I am performing vertex based cortical analyses, but am also interested in effects in specific subcortical regions (e.g. hippocampus and amygdala) for which I am performing ROI analyses. I am wondering how to control my vertex based analyses for my ROI analyses and vice versa. Do I simply perform an FDR or Bonferroni correction of the (clusterwise) p-values or is there a different way to approach this?
Any thoughts are much appreciated!
I am wondering how to control my vertex based analyses for my ROI analyses and vice versa.
It is not clear to me what you mean above. Could you elaborate a little more?

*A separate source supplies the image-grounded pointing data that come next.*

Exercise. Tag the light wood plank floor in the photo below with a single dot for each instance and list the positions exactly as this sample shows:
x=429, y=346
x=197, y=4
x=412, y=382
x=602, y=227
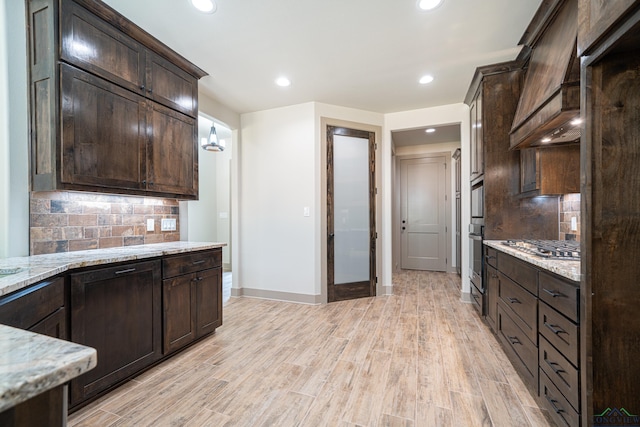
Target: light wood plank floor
x=419, y=357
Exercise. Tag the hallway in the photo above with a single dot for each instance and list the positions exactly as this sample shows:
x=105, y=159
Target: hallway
x=419, y=357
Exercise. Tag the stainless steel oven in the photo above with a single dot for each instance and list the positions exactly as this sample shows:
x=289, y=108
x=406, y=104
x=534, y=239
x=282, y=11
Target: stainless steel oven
x=476, y=265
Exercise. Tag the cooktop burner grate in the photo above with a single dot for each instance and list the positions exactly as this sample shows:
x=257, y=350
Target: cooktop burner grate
x=550, y=249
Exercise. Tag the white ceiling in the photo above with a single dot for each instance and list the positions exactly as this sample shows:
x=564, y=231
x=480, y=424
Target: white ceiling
x=362, y=54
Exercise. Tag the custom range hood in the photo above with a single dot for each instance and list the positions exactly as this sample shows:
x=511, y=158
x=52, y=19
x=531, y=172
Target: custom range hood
x=549, y=108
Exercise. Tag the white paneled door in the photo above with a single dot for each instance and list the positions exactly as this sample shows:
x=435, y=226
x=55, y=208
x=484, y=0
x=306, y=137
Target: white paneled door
x=423, y=214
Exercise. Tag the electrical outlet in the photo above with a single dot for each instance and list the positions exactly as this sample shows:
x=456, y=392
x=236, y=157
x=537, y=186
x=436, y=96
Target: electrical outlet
x=574, y=224
x=168, y=224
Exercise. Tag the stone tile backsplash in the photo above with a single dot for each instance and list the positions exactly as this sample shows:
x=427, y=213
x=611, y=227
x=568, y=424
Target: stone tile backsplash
x=569, y=208
x=73, y=221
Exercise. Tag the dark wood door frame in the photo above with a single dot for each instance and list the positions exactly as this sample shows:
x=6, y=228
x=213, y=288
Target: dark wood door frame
x=356, y=289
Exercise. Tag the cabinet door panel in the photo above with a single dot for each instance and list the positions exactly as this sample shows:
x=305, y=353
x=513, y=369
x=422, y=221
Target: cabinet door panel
x=117, y=311
x=92, y=44
x=172, y=152
x=103, y=132
x=209, y=301
x=178, y=302
x=55, y=325
x=171, y=86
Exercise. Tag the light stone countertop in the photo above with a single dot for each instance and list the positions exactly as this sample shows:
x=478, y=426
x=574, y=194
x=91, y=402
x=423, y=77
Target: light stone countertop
x=31, y=364
x=32, y=269
x=567, y=269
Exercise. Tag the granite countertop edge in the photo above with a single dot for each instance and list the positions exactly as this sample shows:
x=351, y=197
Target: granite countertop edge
x=35, y=268
x=33, y=364
x=567, y=269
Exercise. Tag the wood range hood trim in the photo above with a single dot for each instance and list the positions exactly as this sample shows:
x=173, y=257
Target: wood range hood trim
x=550, y=99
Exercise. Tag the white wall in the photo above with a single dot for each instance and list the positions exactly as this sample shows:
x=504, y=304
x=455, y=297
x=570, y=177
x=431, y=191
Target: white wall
x=277, y=244
x=201, y=220
x=448, y=147
x=446, y=114
x=14, y=136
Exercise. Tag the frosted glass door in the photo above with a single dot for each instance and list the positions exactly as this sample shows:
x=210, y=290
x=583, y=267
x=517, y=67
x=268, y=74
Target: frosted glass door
x=351, y=209
x=351, y=245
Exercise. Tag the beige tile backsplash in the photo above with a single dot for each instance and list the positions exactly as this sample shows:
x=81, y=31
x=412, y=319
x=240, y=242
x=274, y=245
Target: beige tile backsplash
x=73, y=221
x=569, y=208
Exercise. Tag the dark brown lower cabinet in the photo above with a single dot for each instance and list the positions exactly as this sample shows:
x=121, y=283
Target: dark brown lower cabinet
x=41, y=309
x=492, y=290
x=537, y=321
x=117, y=311
x=192, y=303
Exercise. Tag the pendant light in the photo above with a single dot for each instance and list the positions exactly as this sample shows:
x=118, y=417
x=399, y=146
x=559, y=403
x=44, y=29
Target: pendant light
x=212, y=143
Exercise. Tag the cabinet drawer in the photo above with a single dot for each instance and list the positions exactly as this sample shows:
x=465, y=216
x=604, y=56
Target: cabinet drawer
x=29, y=306
x=522, y=306
x=561, y=411
x=525, y=352
x=559, y=294
x=194, y=261
x=562, y=373
x=491, y=256
x=519, y=271
x=560, y=332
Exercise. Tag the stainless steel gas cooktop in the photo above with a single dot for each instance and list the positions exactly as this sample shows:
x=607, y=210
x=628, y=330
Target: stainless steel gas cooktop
x=551, y=249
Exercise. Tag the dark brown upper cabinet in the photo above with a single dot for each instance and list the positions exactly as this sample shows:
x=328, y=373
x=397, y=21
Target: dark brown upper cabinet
x=112, y=109
x=550, y=171
x=492, y=98
x=477, y=141
x=550, y=100
x=597, y=19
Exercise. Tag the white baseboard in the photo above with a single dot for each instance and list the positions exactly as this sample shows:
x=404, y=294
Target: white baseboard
x=277, y=295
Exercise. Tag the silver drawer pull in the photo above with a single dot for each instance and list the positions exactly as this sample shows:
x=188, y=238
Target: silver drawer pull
x=554, y=328
x=554, y=294
x=553, y=405
x=553, y=365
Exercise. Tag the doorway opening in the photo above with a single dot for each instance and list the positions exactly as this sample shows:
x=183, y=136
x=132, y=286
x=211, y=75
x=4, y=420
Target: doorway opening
x=424, y=226
x=209, y=217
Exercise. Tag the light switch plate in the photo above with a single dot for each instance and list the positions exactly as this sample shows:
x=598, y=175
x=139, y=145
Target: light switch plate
x=168, y=224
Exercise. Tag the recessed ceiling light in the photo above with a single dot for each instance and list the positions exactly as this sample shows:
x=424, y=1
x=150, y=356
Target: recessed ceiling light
x=205, y=6
x=429, y=4
x=426, y=79
x=283, y=82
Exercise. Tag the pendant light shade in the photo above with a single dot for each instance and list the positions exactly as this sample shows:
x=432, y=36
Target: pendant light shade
x=212, y=143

Sorry, I meant how to correct the p-value of my vertex based analyses for additional ROI analyses, and vice versa: how do I correct the p-value of my ROI analyses for the vertex based analysis I also performed. Does that make more sense?
I’m still lost. Could you explain the details of both your vertex based analyses and the ROI analyses?
I am interested in the effect of an exposure on brain functioning. Effects on the cortex are assessed using vertex based whole brain analyses. For my subcortical ROI analyses, I have extracted summary statistics and am performing regression analyses in a general statistical software.
In all, I am performing a whole brain surface based analysis, plus 4 regression analyses. All analyses are answering the same research question (effect of exposure on brain functioning), so it is my understanding that it would be good practice to correct my p-values (or alpha’s) for all the analyses I am performing.
My question is, how do I correct the p-value (or alpha) of my regression analyses for the other analyses? I am performing four regression analyses + a cluster corrected whole-brain analysis. Would I perform a Bonferroni correction? If yes, does 4 ROI analyses + a cluster corrected whole brain analysis equal 5 analyses (so my alpha would be .05/5=.01)? Or does the whole brain analysis get a different weight? Would I apply the same threshold to my vertex based analysis (so cluster corrected threshold of .01 instead of .05)?
Or is Bonferroni too strict?
I think it hasn’t been common practice to correct for multiple testing over and above the correction for multiple comparisons done within a single (whole-brain) voxel/vertex based analysis, but I am trying to figure out what could be done to more properly control for the number of tests/comparisons that I perform to answer a single research question. Any thoughts would be helpful!
As you’ve already realized, there is no effective way to correct for such parallel analyses (node-wise plus subcortical ROIs) under the conventional testing framework. I would just perform the correction separately: one on the surface, and one for those four ROIs. Ideally it would be better and more efficient to analyze all the data (cortical and subcortical) in one model.